Laws and regulations for seasonal employment
For purposes of the Affordable Care Act (ACA), employees are seasonal if:
- They typically hold their position for six months or less – and –
- Their employment period begins at approximately the same time every year
Workers who meet these criteria are still subject to the same tax withholding rules as full-time employees, but they may not be entitled to all benefits, depending on the specific benefit eligibility requirements.
Learn more about the ACA and seasonal employment
Employers must pay seasonal workers at least the federal, state or local minimum wage, whichever is the highest.
Seasonal employees who are nonexempt from the Fair Labor Standards Act (FLSA) are generally entitled to overtime pay at no less than one and a half times their regular pay rate if they work more than 40 hours in a single workweek. State wage laws may have different requirements.
Employers with seasonal employees younger than 18 may have to comply with special federal, state and local laws.
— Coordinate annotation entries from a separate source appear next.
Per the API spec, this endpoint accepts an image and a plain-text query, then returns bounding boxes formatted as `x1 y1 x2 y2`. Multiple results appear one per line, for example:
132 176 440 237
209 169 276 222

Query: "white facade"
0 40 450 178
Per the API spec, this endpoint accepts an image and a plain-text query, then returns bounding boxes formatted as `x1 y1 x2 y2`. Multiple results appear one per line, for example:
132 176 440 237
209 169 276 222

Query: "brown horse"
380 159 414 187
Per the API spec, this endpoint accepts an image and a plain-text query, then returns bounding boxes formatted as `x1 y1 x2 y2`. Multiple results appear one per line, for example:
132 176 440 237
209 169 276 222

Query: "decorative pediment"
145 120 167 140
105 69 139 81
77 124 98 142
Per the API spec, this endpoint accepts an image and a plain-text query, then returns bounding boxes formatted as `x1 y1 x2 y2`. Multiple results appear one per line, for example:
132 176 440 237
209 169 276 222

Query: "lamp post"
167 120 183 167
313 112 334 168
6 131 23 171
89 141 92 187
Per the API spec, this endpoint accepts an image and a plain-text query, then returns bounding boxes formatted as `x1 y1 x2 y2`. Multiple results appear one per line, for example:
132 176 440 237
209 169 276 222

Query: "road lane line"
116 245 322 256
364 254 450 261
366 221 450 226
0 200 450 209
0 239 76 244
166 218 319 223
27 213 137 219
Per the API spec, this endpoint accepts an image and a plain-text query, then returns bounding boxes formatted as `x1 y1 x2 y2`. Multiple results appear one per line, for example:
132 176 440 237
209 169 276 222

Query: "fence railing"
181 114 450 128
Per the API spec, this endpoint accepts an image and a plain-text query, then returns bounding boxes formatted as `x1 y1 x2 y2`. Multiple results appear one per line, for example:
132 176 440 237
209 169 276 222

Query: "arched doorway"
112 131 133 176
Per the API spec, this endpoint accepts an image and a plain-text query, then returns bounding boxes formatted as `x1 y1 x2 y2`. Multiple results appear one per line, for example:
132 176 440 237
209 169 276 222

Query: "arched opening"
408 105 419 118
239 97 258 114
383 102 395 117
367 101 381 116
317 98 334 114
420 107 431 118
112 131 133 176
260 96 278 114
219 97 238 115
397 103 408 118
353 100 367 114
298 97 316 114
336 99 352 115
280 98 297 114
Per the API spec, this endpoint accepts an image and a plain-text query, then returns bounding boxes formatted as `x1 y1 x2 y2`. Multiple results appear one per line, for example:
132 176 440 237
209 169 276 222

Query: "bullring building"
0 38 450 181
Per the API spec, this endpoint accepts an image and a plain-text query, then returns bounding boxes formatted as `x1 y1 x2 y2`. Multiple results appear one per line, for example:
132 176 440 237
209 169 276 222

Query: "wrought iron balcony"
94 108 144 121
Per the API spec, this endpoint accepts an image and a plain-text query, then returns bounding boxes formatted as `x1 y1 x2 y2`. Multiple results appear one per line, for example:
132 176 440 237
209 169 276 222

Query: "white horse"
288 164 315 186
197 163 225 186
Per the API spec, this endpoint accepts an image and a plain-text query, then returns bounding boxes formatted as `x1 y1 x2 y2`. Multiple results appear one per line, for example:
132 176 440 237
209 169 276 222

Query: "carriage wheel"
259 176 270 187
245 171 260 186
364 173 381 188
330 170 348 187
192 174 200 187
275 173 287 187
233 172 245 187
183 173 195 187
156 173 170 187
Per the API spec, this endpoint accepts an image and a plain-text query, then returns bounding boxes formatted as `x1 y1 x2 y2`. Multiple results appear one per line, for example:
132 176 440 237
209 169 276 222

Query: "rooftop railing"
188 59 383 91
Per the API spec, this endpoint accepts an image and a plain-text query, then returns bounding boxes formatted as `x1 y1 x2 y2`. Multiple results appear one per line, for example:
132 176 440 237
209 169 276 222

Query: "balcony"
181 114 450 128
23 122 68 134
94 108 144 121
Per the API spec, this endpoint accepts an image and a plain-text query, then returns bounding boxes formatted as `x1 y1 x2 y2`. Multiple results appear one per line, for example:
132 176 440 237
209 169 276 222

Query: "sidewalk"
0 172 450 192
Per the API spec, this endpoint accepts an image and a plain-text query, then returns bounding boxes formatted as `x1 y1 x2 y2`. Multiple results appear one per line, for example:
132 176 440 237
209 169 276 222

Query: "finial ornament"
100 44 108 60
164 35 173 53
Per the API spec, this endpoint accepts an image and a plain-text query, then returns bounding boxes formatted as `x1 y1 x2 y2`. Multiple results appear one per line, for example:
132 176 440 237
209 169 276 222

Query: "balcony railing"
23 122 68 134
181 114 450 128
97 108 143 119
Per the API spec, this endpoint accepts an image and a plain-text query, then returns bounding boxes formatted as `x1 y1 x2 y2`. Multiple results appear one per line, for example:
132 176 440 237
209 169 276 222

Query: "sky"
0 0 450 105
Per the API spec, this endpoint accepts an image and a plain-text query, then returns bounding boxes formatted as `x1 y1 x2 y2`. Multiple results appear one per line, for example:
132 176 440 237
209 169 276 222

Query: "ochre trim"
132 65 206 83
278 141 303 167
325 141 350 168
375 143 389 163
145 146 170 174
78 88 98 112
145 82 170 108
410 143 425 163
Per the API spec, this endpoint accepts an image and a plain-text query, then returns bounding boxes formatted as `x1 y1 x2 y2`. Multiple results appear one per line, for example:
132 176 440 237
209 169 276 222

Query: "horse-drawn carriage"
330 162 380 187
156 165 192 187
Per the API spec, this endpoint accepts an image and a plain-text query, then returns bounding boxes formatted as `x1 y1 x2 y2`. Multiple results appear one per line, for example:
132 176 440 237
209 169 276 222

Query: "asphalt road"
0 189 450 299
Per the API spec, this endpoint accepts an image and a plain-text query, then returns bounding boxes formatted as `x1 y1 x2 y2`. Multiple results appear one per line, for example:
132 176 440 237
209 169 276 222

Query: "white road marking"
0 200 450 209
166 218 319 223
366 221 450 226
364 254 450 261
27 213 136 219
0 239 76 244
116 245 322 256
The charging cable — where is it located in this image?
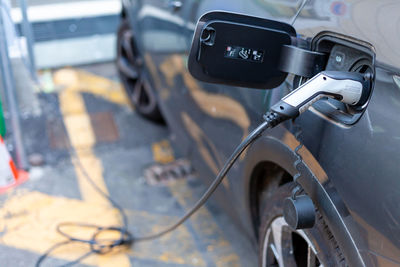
[36,71,371,267]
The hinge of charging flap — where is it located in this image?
[279,45,328,78]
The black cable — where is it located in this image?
[35,112,282,267]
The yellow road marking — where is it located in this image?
[53,68,129,106]
[54,70,130,266]
[0,191,206,267]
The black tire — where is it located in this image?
[116,19,164,122]
[259,182,347,267]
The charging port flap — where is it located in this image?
[188,11,296,89]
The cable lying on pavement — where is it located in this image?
[36,72,370,267]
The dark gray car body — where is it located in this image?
[123,0,400,266]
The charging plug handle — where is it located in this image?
[271,71,371,119]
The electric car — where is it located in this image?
[116,0,400,266]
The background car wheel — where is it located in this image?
[259,182,346,267]
[116,19,163,122]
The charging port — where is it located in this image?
[312,32,375,126]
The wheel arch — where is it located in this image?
[239,126,370,266]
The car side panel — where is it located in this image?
[294,0,400,263]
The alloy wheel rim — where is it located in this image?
[117,29,157,113]
[262,216,323,267]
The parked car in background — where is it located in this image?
[117,0,400,266]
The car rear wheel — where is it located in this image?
[259,182,346,267]
[116,19,162,122]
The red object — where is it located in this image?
[0,136,29,194]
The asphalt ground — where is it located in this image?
[0,63,257,267]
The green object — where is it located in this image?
[0,99,6,136]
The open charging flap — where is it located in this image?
[188,11,324,89]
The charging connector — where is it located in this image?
[271,71,371,120]
[36,71,371,267]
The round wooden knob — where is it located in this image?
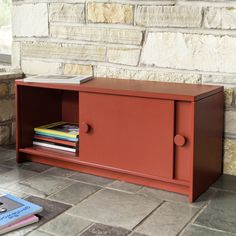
[80,122,90,133]
[174,134,186,147]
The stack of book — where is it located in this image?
[33,121,79,152]
[0,193,43,235]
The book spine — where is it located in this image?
[35,131,78,142]
[34,135,76,147]
[34,128,79,138]
[33,141,76,152]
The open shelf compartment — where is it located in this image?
[16,85,79,162]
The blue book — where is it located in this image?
[0,193,43,230]
[35,131,78,142]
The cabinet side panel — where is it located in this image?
[62,91,79,123]
[174,102,193,181]
[190,93,224,200]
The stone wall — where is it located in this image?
[0,69,22,145]
[13,0,236,175]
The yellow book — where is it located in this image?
[34,121,79,138]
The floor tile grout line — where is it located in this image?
[76,222,96,236]
[210,187,236,194]
[66,188,103,213]
[46,185,102,207]
[192,223,236,236]
[176,205,204,236]
[132,201,166,231]
[176,195,214,236]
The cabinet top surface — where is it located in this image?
[16,78,223,101]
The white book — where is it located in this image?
[33,141,76,152]
[23,75,93,84]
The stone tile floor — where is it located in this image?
[0,147,236,236]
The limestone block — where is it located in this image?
[222,7,236,29]
[203,7,222,29]
[87,2,134,24]
[50,24,143,45]
[64,64,93,75]
[94,65,201,84]
[135,6,202,27]
[202,75,236,84]
[0,99,15,122]
[141,32,236,73]
[203,7,236,29]
[224,139,236,175]
[22,60,62,74]
[49,3,85,23]
[12,3,48,37]
[0,125,10,145]
[22,42,106,61]
[0,82,9,98]
[11,42,21,69]
[225,111,236,136]
[107,48,140,66]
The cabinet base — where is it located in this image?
[18,154,194,202]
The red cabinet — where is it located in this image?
[80,92,174,178]
[16,78,224,201]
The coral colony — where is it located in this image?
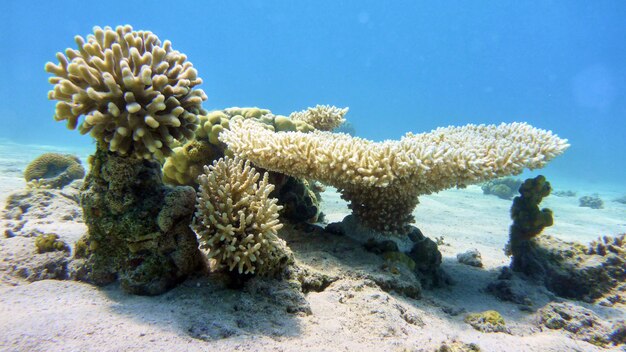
[46,25,568,294]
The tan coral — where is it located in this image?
[289,105,348,131]
[192,157,293,275]
[46,25,206,159]
[220,120,569,233]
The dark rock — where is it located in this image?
[537,303,621,346]
[456,249,483,268]
[487,280,532,306]
[76,148,203,295]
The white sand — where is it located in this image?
[0,143,626,351]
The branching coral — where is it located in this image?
[46,25,206,159]
[220,120,569,233]
[192,157,292,275]
[289,105,348,131]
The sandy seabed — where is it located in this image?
[0,142,626,351]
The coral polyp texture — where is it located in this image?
[45,25,207,159]
[220,120,569,233]
[289,105,348,131]
[192,157,293,276]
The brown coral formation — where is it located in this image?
[46,25,206,159]
[192,157,293,275]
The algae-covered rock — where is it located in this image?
[269,172,321,222]
[24,153,85,189]
[537,303,624,346]
[456,249,483,268]
[163,139,224,187]
[510,175,553,243]
[76,147,202,295]
[435,341,481,352]
[480,177,522,199]
[35,233,70,253]
[464,310,511,334]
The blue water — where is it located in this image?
[0,0,626,191]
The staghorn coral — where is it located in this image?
[192,157,293,275]
[289,105,348,131]
[220,120,569,233]
[45,25,207,159]
[163,107,313,186]
[24,153,85,188]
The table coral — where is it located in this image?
[220,120,569,233]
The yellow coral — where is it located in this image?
[220,120,569,233]
[289,105,348,131]
[192,157,292,275]
[46,25,207,159]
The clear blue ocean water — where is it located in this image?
[0,0,626,194]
For example, under the FLSA and applicable regulations, employees younger than 16 generally may only work three hours or less on school days and up to 18 hours maximum during any school week. In addition, under federal law, businesses must not employ those younger than 18 in occupations declared hazardous by the Secretary of Labor.
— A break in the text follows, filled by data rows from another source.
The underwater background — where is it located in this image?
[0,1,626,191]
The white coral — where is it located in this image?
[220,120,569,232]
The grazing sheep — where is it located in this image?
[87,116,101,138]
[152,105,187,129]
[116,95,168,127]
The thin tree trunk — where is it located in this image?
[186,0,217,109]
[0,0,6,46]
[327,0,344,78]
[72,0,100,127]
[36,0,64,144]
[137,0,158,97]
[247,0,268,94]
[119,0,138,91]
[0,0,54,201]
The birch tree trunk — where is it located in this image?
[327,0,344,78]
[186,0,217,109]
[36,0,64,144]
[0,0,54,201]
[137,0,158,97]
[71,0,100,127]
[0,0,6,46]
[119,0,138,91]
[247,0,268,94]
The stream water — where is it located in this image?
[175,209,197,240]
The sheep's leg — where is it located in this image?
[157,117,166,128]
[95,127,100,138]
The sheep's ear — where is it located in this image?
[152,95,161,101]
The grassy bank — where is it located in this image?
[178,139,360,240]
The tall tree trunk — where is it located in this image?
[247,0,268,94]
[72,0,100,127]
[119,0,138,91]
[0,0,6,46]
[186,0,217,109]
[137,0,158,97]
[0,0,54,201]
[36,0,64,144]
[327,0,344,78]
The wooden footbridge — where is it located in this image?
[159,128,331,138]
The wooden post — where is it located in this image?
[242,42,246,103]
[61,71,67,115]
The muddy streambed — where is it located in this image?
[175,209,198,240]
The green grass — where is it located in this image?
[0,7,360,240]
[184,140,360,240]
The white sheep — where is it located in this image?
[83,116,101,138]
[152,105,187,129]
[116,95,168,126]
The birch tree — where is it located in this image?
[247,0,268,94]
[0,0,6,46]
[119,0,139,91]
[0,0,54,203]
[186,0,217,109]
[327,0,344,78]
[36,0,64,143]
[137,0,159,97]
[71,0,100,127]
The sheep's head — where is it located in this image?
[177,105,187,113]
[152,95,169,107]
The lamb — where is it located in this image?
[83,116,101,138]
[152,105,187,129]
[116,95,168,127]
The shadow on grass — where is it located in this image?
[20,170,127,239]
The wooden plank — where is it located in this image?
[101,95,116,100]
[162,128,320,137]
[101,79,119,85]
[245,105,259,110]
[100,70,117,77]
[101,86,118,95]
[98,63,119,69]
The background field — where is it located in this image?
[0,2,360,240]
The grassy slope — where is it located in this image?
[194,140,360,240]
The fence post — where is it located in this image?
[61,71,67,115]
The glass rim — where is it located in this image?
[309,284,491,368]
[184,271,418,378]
Should businesses hire seasonal workers?
Seasonal employees may provide financial and practical advantages for an organization. To reap the maximum benefits, employers must take a fresh look at their business operations each hiring season. Here are a few tips to attract and retain the best seasonal candidates:
- Re-evaluate job descriptions
The specifications of any seasonal job will likely evolve, so regularly revisiting them may help ensure that qualified people apply.
- Provide adequate training
Basic training is ideal to ensure productivity and customer satisfaction.
- Hire for longevity
Employers can strategically strengthen their workforce by selecting candidates who plan to be available at the same time each year.
- Consider professional assistance
Outsourcing recruitment may be a helpful option for high-volume screening and hiring.
This article is intended to be used as a starting point in analyzing seasonal employment and is not a comprehensive resource of requirements. It offers practical information concerning the subject matter and is provided with the understanding that ADP is not rendering legal or tax advice or other professional services.